I’ve looked up several other articles on this error and as a result tried casting both the input tensor and the target tensor as LongTensor before creating a dataset, and trying float instead - but it always seems to result in the same error!

My code is:

def pixels_to_tensors(pixel_csv):
    '''
    Takes 784 input pixels across n images as a csv file, and converts it into 
    a tensor of shape (n, 1, 28, 28). Any training labels are separated out.
    '''
    
    df_pixels = pd.read_csv('/kaggle/input/digit-recognizer/' + pixel_csv + '.csv')
    df_pixels = shuffle(df_pixels)
    
    # Separate labels from pixel data for training data
    if df_pixels.columns[0] == 'label':
        labels = df_pixels['label']
        df_pixels = df_pixels.drop('label', axis=1)
    else:
        labels = None
    
    # Create 28x28 tensors
    assert df_pixels.shape[1] == 28*28, f'Incompatible number of pixels: {df_pixels.shape[1]}, was expecting 784 (28x28)'
    arr_reshaped = df_pixels.values.reshape(-1, 1, 28, 28)
    tensors = torch.from_numpy(arr_reshaped).type(torch.LongTensor)
    
    return tensors, labels
    
    
train_val_tensors, train_val_labels = pixels_to_tensors('train')

# Split into train and eval sets
cutoff = 0.8
ind_cutoff = int(len(train_val_tensors)*cutoff) 

train_tensors, train_labels = train_val_tensors[:ind_cutoff], train_val_labels.values[:ind_cutoff]
val_tensors, val_labels = train_val_tensors[ind_cutoff:], train_val_labels.values[ind_cutoff:]

train_dataset = TensorDataset(train_tensors, torch.from_numpy(train_labels).type(torch.LongTensor))
val_dataset = TensorDataset(val_tensors, torch.from_numpy(val_labels).type(torch.LongTensor))

# Create data loaders
batch_size = 64
train_dataloader = DataLoader(train_dataset, batch_size=batch_size)
val_dataloader = DataLoader(val_dataset, batch_size=batch_size)

# Define CNN
class MultiLayerCNN(nn.Module):
    def __init__(self):
        super(MultiLayerCNN, self).__init__()
        self.conv1 = nn.Conv2d(in_channels=1, out_channels=10, kernel_size=5)
        self.pool = nn.MaxPool2d(2)
        self.conv2 = nn.Conv2d(in_channels=10, out_channels=20, kernel_size=5)
        self.fc = nn.Linear(in_features=320, out_features=10)

    def forward(self, x):
        x = self.pool(relu(self.conv1(x)))
        x = self.pool(relu(self.conv2(x)))
        x = x.view(-1, 320) # Equivalent of a flatten
        x = self.fc(x)
        x = nn.functional.log_softmax(x,dim=1)
        return x

DigitCNN = MultiLayerCNN()

# Define training loop
def train(dataloader, model, loss_fn, optimizer):
    size = len(dataloader.dataset)
    for batch, (X, y) in enumerate(dataloader):
        X, y = X.to(device), y.to(device)

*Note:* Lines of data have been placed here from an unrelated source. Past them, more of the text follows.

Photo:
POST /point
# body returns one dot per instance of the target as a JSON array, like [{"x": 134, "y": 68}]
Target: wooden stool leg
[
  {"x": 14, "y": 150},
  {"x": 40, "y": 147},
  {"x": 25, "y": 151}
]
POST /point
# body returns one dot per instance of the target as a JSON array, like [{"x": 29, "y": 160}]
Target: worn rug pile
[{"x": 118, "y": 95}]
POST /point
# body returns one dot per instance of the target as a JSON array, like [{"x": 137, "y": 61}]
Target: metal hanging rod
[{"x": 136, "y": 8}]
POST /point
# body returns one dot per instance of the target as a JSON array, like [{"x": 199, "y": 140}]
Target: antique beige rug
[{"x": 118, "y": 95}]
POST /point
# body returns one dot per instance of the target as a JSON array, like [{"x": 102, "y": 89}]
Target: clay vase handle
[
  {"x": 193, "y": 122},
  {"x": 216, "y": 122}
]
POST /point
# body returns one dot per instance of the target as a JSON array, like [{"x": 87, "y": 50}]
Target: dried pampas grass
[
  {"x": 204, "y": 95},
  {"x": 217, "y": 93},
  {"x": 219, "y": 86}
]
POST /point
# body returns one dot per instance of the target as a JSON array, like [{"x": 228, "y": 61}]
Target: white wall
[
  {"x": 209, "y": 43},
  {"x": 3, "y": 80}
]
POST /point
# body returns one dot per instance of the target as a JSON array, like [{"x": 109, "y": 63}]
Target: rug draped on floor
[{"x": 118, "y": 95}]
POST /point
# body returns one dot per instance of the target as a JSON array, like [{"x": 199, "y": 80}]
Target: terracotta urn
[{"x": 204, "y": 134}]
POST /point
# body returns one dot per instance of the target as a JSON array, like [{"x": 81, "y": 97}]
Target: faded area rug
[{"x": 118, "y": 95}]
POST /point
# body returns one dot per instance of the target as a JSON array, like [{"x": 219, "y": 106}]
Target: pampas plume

        # Compute prediction error
        pred = model(X)
        loss = loss_fn(pred, y)
        
        # Backpropagation
        optimizer.zero_grad()
        loss.backward()
        optimizer.step()

        if batch % 100 == 0:
            loss, current = loss.item(), batch * len(X)
            print(f"loss: {loss:>7f}  [{current:>5d}/{size:>5d}]")

# Run training loop
epochs = 2
learning_rate = 1e-3
optimizer = torch.optim.Adam(DigitCNN.parameters(),lr=learning_rate)
loss_fn = nn.CrossEntropyLoss()

for t in range(epochs):
    print(f"Epoch {t+1}\n-------------------------------")
    train(train_dataloader, DigitCNN, loss_fn, optimizer)
    evaluate(val_dataloader, DigitCNN)
print("Done!")

Transform the input tensor to a FloatTensor via X = X.float() and it should work.

2 Likes

Thank you, after tweaking that it resolved that error but revealed a separate one with my loss = loss_fn(pred, y) step (pytorch RuntimeError: Expected object of scalar type Double but got scalar type Float).

After searching for the second error I came across this really useful stackoverflow answer that gave some more context to my issue above python - pytorch RuntimeError: Expected object of scalar type Double but got scalar type Float - Stack Overflow.